A rule proposed by the Federal Communication Commission (FCC) last week would limit debt collectors' access to the cell phones of people who owe money to the federal government--a rule that will have a big impact on people with student loans from the Department of Education.
The federal government has long had unfettered access to the cell phones of people who owe money to Uncle Sam, through the private debt collectors the government hires to recover those loans. Automated robo calls, which include text messages, have become a cheap and easy way for debt collectors to contact borrowers. Borrowers, meanwhile, have become subject to excessive contact, getting calls on a daily--or hourly--basis.
The FCC's proposal calls for limiting debt collectors to three robo calls per month for each delinquent loan. The rule has entered a 30-day comment period. Advocates for people with federal debt who are on the receiving end of these tactics reacted positively.
"The FCC's proposal to limit the number of robocalls and texts made without consent to three a month is a very strong consumer protection," said National Consumer Law Center attorney Margot Saunders.
"We are also glad to see that the proposal will count each initiated call as one call," said Consumers Union's advocate Maureen Mahoney. "One of the most important proposed protections requires that callers obey consumers' request to stop calling. Indeed, the proposal would require that debt collection callers notify consumers of this right to request that calls stop."
Alexis Goldstein, a Senior Policy Analyst with Americans for Financial Reform, applauded the FCC "for proposing to limit the rule to debts that are delinquent, which will prevent unwanted robocalls calls for accounts which are in good standing."
The rule would also likely minimize a burden from the FCC itself--having to respond to robo call complaints. Over 1.7 million complaints are made to the FCC annually due to unwanted robo calls.
An industry source noted that the FCC finalized the rule last June. "Private businesses were incensed, because they are not allowed to do robo calls without consent for private loans--but the government will allow them to do it as long as they are collecting on federal debt," the source said.

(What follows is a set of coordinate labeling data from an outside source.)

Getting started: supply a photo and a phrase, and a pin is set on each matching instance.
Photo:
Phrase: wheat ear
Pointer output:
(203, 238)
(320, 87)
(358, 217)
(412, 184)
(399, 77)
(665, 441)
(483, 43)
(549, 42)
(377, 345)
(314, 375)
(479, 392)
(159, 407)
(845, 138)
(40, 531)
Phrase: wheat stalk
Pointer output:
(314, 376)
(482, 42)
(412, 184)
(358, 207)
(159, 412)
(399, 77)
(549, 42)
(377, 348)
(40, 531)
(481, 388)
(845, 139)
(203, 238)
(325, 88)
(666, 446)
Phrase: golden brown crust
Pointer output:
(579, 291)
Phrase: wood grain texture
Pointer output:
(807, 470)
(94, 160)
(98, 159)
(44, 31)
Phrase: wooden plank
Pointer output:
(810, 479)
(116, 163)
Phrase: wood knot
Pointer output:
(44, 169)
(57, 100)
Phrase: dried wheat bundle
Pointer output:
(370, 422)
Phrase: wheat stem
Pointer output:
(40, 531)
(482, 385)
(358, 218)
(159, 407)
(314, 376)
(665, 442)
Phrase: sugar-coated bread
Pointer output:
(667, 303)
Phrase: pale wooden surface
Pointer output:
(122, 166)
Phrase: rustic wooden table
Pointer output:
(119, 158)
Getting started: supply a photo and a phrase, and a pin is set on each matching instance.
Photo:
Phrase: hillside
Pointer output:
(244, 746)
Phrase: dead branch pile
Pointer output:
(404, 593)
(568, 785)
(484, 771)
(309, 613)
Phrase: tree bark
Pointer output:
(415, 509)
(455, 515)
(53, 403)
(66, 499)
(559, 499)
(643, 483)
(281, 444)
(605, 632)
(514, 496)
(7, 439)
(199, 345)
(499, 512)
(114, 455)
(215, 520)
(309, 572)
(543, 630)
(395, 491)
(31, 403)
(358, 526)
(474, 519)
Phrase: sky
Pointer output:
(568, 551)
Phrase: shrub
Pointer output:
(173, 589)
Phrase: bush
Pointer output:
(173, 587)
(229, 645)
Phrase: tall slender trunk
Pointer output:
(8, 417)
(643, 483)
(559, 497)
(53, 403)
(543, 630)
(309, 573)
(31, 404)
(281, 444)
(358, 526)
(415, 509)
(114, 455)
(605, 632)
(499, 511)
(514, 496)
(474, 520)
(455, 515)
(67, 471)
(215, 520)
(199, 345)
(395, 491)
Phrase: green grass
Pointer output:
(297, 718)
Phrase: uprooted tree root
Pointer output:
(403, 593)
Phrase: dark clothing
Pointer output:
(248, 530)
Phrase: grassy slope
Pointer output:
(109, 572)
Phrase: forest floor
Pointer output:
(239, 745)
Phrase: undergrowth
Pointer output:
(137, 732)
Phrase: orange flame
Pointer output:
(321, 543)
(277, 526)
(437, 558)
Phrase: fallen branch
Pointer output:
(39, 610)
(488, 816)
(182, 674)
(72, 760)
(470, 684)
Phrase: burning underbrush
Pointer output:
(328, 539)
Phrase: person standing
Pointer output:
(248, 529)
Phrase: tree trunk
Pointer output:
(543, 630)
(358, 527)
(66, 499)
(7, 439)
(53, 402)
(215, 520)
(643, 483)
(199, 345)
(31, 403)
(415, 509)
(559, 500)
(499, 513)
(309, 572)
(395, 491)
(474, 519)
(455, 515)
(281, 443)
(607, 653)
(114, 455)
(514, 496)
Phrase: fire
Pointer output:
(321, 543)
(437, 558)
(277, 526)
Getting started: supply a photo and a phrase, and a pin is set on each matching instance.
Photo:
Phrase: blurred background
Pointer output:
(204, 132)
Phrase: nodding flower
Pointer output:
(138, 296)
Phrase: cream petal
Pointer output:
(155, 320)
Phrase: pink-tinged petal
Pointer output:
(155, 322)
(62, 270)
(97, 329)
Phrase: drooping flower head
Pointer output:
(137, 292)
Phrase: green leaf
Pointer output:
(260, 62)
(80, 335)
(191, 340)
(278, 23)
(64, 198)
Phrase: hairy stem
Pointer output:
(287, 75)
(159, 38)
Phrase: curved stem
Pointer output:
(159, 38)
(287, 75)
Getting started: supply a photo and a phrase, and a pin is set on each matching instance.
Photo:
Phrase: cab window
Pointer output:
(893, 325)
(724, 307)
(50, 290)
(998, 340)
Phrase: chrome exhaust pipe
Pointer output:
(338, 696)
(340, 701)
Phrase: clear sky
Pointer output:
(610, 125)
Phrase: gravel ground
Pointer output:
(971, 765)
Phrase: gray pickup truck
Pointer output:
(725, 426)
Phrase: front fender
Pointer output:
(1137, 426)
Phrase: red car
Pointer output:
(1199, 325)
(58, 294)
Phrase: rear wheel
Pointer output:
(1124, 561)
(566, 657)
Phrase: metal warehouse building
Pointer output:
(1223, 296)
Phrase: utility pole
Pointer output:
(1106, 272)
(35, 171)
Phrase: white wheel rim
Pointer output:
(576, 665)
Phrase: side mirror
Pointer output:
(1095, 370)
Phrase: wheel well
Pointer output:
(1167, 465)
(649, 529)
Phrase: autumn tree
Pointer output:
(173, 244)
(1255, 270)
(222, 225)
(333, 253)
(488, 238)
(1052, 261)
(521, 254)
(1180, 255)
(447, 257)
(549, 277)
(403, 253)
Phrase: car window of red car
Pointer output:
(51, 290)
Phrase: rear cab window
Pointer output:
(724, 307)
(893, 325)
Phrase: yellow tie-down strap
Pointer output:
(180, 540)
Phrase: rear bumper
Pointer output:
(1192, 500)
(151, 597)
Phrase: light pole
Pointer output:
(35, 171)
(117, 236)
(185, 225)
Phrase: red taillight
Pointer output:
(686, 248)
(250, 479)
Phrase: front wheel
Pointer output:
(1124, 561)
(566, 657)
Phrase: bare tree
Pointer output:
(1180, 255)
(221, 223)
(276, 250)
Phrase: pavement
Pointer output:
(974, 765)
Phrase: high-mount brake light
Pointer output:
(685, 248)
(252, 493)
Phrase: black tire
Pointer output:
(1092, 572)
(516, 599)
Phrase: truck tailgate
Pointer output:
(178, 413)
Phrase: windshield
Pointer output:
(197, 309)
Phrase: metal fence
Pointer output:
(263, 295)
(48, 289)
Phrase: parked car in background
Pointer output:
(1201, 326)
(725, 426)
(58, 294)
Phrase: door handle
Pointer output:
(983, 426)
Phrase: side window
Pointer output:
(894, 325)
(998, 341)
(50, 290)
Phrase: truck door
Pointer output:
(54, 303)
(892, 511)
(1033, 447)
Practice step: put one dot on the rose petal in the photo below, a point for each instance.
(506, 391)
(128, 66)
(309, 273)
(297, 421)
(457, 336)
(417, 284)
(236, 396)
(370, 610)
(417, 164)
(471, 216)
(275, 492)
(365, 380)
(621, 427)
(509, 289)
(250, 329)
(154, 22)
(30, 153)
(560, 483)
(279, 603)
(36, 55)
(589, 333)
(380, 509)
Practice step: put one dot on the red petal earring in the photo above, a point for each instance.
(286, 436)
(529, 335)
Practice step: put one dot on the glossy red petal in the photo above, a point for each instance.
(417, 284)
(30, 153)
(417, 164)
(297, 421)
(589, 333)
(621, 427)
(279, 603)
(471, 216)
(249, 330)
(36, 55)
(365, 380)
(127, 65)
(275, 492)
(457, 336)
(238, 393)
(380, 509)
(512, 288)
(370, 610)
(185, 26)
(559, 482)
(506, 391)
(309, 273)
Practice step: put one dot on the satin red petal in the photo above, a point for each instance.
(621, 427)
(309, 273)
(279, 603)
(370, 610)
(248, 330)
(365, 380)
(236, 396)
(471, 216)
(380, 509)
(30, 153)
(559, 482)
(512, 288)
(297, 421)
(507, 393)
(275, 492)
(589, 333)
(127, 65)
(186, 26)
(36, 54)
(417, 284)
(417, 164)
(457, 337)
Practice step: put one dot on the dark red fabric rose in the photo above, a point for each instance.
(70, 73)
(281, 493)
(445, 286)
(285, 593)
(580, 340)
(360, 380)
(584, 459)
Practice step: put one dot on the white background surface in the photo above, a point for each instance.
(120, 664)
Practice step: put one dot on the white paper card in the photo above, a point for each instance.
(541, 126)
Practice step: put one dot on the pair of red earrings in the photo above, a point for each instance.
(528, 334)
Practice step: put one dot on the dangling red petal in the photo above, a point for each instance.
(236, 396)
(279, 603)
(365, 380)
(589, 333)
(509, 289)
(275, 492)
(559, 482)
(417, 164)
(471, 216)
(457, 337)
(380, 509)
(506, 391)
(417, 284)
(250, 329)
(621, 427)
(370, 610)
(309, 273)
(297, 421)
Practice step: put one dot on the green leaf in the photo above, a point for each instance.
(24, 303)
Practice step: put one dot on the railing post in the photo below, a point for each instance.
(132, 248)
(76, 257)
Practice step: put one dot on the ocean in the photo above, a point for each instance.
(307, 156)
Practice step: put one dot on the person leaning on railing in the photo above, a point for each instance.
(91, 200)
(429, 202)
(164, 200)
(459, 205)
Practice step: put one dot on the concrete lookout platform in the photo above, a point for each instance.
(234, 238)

The National Consumer Law Center noted that these consumer protections are currently included only in the FCC's narrative order--not in the proposed rule itself. Consumer advocates are planning to urge the FCC to incorporate all of the relevant language in the final rule.
The FCC is required to rule on robo calls by the Telephone Consumer Protection Act (TCPA). Republican FCC Commissioner Michael O'Rielly has said that three calls per month is not enough, citing data from the Department of Housing and Urban Development, which recommends two calls per week, and the Treasury Department, which recommends four per week.